Ich vergaß, wo wir waren. Nicht aufgrund einer Episode, sondern aus reiner Lust. Ich lachte, als ich seine Erektion spürte.
„Die solltest du lieber zähmen, bevor du da rausgehst, ansonsten wird Bloggy McBloggerstein viel mehr über dich zu erzählen haben, als dir lieb ist.“
„Wäre nicht das erste Mal, dass jemand über meinen Schwanz berichtet.“ Johnny ging zur Tür.
Unsere Finger berührten sich bis zur letztmöglichen Sekunde, dann erst ließ er meine Hand los.
27. KAPITEL
E s war anders, sich Fotos von Johnny mit ihm zusammen anzusehen, anstatt mit Jen darüber zu kichern oder alleine vor mich hin zu seufzen. Er hatte ein dickes Album voller Bilder.

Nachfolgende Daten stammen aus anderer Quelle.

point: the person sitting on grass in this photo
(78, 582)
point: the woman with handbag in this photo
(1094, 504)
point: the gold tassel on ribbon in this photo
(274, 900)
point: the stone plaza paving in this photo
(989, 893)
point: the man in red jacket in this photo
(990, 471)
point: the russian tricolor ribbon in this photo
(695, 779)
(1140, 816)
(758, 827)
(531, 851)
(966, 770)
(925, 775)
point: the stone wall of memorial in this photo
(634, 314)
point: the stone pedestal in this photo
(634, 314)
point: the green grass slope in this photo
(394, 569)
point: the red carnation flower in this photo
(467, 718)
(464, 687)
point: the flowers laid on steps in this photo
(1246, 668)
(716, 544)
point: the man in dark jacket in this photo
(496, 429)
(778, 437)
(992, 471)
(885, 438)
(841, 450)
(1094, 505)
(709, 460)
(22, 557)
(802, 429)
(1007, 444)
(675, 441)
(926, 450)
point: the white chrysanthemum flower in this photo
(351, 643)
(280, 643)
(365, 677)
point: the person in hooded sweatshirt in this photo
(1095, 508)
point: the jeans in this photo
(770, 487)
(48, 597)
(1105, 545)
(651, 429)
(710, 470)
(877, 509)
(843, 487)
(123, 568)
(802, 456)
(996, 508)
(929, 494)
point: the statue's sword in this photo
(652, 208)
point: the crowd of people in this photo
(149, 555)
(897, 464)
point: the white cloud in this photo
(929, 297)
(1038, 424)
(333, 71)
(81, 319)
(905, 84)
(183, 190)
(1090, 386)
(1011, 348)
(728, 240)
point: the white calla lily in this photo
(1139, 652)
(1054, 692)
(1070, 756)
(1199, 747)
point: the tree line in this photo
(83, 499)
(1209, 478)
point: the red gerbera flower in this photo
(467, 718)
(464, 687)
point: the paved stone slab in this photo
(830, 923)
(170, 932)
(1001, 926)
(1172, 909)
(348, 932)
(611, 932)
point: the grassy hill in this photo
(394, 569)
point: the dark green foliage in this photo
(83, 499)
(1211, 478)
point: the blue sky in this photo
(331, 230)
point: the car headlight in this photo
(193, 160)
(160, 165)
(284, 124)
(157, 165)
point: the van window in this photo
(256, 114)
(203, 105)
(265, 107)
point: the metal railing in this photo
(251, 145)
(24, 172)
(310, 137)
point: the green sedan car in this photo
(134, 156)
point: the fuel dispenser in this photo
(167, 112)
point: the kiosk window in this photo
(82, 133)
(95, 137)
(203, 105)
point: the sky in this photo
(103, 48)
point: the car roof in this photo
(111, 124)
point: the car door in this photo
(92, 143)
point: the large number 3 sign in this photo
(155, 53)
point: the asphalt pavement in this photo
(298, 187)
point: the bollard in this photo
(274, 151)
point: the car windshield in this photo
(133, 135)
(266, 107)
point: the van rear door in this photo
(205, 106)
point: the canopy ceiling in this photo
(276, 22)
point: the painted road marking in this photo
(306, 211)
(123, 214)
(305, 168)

Einige waren sorgfältig mit Fotoecken eingeklebt, andere fielen von den Seiten. Einige waren signiert, nicht nur von ihm, sondern auch von den anderen Menschen auf den Fotos. Manche hatten Namen und Daten. Einige waren formell, andere Schnappschüsse, einige zehn mal dreizehn, andere kleiner.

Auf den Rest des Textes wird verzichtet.